Romania’s affirmation as an independent European country imposed the change of its status of Princedom. In this context, in 1881, on the 26th of March, Carol I received the title of King and Romania became Kingdom. After proclaiming the Kingdom, Carol I appointed Ferdinand, the second son of his elder brother, as the heir of the throne, thus ensuring the continuity of the Hohenzollern-Sigmaringen Dynasty, whose name is transformed, starting with King Ferdinand I, into “Casa de Romania”. After Ferdinand I (the Unifier), the throne was inherited by his son, King Carol II and his nephew, son of Carol II, King Michael of Romania.
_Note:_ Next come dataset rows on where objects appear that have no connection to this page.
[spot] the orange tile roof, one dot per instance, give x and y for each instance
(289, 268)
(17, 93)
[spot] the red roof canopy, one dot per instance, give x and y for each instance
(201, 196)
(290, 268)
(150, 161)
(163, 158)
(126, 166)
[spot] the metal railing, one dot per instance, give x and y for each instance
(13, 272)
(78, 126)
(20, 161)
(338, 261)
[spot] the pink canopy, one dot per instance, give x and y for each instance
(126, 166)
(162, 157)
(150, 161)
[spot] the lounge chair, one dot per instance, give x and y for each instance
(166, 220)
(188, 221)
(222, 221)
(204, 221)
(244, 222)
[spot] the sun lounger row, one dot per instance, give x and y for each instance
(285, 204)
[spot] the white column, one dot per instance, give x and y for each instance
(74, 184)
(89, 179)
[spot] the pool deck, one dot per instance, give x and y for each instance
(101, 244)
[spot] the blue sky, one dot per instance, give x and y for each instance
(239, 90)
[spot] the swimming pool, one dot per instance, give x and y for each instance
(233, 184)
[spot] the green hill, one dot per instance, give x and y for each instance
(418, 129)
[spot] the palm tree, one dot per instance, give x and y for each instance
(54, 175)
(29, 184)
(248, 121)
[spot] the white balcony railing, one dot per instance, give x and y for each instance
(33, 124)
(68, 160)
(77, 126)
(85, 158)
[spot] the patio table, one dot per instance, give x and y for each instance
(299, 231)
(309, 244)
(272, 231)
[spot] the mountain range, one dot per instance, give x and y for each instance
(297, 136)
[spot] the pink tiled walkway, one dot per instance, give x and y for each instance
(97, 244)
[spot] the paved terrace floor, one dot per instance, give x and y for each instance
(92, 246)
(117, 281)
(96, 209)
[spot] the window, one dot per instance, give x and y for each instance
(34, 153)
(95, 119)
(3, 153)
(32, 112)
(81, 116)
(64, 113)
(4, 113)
During the 48 years of the reign of Carol I, Romania experienced a period of outstanding development in the economic, social and cultural fields, while at the same time witnessing a consolidation of the democratic institutions of the state.
The issue, composed of four postage stamps (also prepared as a philatelic block with the Peles Castle on the background) and a perforated miniature sheet, reunites representative images of postage stamps belonging to the first series issued with the effigy of each of the four kings: Carol I (1866), Ferdinand I (1920), Carol II (1930), Michael I (1940).
The postage stamp of the miniature sheet reproduces one of the ten postage stamps of the jubilee series “40 years of reign of Carol I” (1906) that reunites the effigies of Carol I as ruler and king.